I can understand why Mr. Akin’s comments have offended, incensed, and wounded so many people. Along with millions of women in this country, I, too, have experienced rape, and Mr. Akin’s beliefs about rape and pregnancy reveal a profound level of ignorance and insensitivity on his part. Others have written eloquently and powerfully about that, so I won’t go into it.
But as a former pastor, what I have found myself asking is why he and so many other devoutly religious people cling to beliefs that are simply erroneous. Why are facts so blithely tossed aside and ignorance so aggressively guarded?
I think to answer that question I need to look not at their political views or even ideology, but at their theology. I suspect that Mr. Akin’s belief that women can’t get pregnant from rape arises out of a firm belief that God will protect the righteous. God, in this worldview, is the Intelligent Designer and therefore “He” must have built into women’s anatomy a protection mechanism against the catastrophe of pregnancy resulting from rape. God, in this worldview, is omnipotent, just, and good, therefore, if bad things happen it must be because the person had it coming to them.

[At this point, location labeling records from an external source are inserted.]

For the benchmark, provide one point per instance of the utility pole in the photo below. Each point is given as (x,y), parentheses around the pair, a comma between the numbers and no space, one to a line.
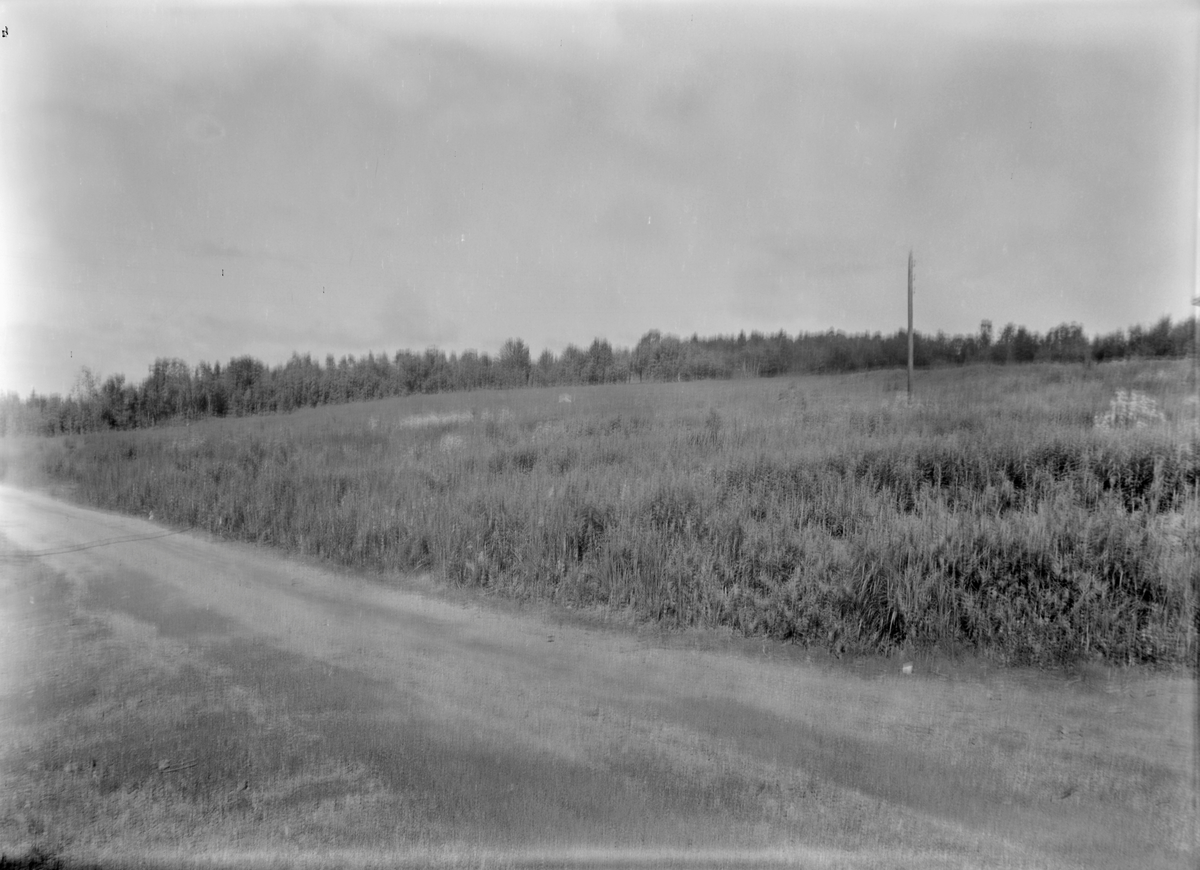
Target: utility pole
(912,265)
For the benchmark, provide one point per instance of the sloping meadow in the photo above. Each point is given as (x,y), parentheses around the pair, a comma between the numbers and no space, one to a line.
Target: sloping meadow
(1039,515)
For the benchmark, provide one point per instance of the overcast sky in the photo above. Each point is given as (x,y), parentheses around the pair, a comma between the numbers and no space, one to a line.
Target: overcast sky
(207,181)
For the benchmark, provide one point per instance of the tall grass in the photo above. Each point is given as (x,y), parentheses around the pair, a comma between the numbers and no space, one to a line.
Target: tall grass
(1026,514)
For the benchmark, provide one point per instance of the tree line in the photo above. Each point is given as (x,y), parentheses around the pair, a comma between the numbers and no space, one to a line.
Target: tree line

It is a simplistic, Pollyanna theology that simply refuses to accommodate itself to the very real facts of oppression and cruelty. Rather than facing the hard challenges that theodicy presents, this theology skirts the issue by blaming suffering on those who suffer. It may well be that Mr. Akin and those who hold similar viewpoints aren’t simply trying to prevent unwanted fetuses from being aborted. They are trying to protect their understanding of God.
This understanding of God, however, is not a Judeo-Christian understanding. The book of Job, perhaps the most ancient piece of writing in the Judeo-Christian canon, addresses this very issue, and it is unwaveringly clear: bad things happen to good people; God does not necessarily protect the righteous.
If Job had been written with a woman protagonist, one of the horrors visited upon her may very well have been rape, with the compounding catastrophe of a resulting pregnancy, and her friends would have tried to convince her that she must have done something wrong or this never would have happened, or that perhaps her rape wasn’t really legitimately rape or she wouldn’t have gotten pregnant.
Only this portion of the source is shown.